Un chantier rue de la Vallée, au Havre, nous a marqués. Le projet prévoyait un entrepôt logistique de 40 mètres de portée. Les sondages préliminaires tombaient sur 8 mètres de sables lâches et de remblais hétérogènes avant d’atteindre le substratum crayeux. Tasser de 15 centimètres en poinçonnement était quasi certain sans traitement. On a proposé une conception de vibrocompactage avec un maillage de 2,20 mètres, calé sur les courbes granulométriques et la teneur en fines mesurée en laboratoire. Le vibrocompactage, c’est une solution mécanique qui ne rajoute pas de matériau, elle réorganise les grains. Pour bien le dimensionner, on combine souvent l’approche avec un essai CPT avant et après traitement, ce qui permet de vérifier l’augmentation de la résistance de pointe sur toute la profondeur traitée.

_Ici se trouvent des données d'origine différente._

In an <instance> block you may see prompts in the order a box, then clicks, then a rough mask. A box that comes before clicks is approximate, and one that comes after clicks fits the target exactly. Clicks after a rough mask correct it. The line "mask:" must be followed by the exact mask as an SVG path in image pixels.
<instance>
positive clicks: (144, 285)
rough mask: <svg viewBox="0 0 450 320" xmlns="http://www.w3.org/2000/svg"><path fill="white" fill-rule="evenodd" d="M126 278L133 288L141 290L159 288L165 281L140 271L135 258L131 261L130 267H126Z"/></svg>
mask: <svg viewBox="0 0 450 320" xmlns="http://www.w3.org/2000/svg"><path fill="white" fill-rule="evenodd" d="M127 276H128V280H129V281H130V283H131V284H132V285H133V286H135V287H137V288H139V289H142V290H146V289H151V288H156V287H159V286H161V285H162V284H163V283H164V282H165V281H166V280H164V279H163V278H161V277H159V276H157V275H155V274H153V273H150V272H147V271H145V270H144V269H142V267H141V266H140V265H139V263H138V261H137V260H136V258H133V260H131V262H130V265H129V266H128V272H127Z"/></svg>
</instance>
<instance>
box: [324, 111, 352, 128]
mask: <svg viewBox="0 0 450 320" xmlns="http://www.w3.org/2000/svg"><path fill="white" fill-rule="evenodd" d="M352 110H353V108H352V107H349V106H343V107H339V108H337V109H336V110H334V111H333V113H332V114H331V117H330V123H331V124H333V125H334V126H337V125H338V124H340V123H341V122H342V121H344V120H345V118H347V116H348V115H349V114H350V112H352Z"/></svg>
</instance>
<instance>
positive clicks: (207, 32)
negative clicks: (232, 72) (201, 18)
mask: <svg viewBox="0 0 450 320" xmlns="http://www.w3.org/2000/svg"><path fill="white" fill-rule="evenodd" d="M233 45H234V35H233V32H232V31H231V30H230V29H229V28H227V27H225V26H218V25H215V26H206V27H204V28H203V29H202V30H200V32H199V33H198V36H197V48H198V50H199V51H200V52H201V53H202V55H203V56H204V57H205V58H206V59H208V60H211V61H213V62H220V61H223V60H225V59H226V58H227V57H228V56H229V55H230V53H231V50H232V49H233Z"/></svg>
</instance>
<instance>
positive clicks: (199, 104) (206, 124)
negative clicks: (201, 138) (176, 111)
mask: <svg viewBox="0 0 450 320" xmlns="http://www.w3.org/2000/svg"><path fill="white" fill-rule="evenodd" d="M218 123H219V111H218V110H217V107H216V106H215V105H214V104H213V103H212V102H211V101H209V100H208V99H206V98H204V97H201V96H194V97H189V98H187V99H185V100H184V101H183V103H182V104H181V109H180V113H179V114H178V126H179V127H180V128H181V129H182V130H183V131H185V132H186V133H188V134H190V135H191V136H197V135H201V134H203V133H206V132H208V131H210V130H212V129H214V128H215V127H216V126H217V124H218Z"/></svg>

Un vibrocompactage bien conçu s’appuie toujours sur la granulométrie réelle du site : au-delà de 12 % de fines, la stratégie doit changer.
Démarche et périmètre
L’erreur qu’on voit trop souvent en zone industrialo-portuaire du Havre, c’est de caler le maillage de compactage au pifomètre, sans étude de laboratoire préalable. Si le sol contient plus de 12 % de fines, la densification par vibration seule ne fonctionne pas, ou alors elle demande des plots de substitution. On a repris un dossier quai de l’Escaut où le bureau d’étude initial avait sous-estimé la fraction argileuse dans les sables de comblement. Résultat : des colonnes mal formées et un tassement résiduel de 7 cm sous dallage. Notre approche pour la conception de vibrocompactage s’appuie d’abord sur une granulométrie complète et des limites d’Atterberg pour trancher entre compactage pur, vibro-substitution ou colonnes ballastées. On détermine l’énergie de compactage, la maille et la séquence de passes en fonction de la densité cible, généralement 70 à 80 % de densité relative sous nappe.
Particularités du site
Le Havre est posé pour partie sur des alluvions modernes de la Seine et des remblais portuaires accumulés depuis le XVIe siècle. La nappe phréatique est haute, souvent à moins de 2 mètres du terrain naturel dans les quartiers bas. Un sol sableux lâche saturé, soumis à une sollicitation sismique, peut liquéfier. Même en l’absence de séisme fort, le tassement sous charges cycliques (trafic de conteneurs, vibrations de grues) peut dégrader un dallage industriel en moins de cinq ans. Sans conception de vibrocompactage sérieuse, on s’expose à des tassements différentiels qui fissurent les voiries lourdes et les radiers. Le risque, c’est de devoir reprendre une plateforme logistique en exploitation, avec des coûts indirects qui explosent. La norme NF EN 14731 cadre strictement les essais de convenance et les critères de réception.
Questions courantes
Quel est le prix d’une étude de conception de vibrocompactage au Havre ?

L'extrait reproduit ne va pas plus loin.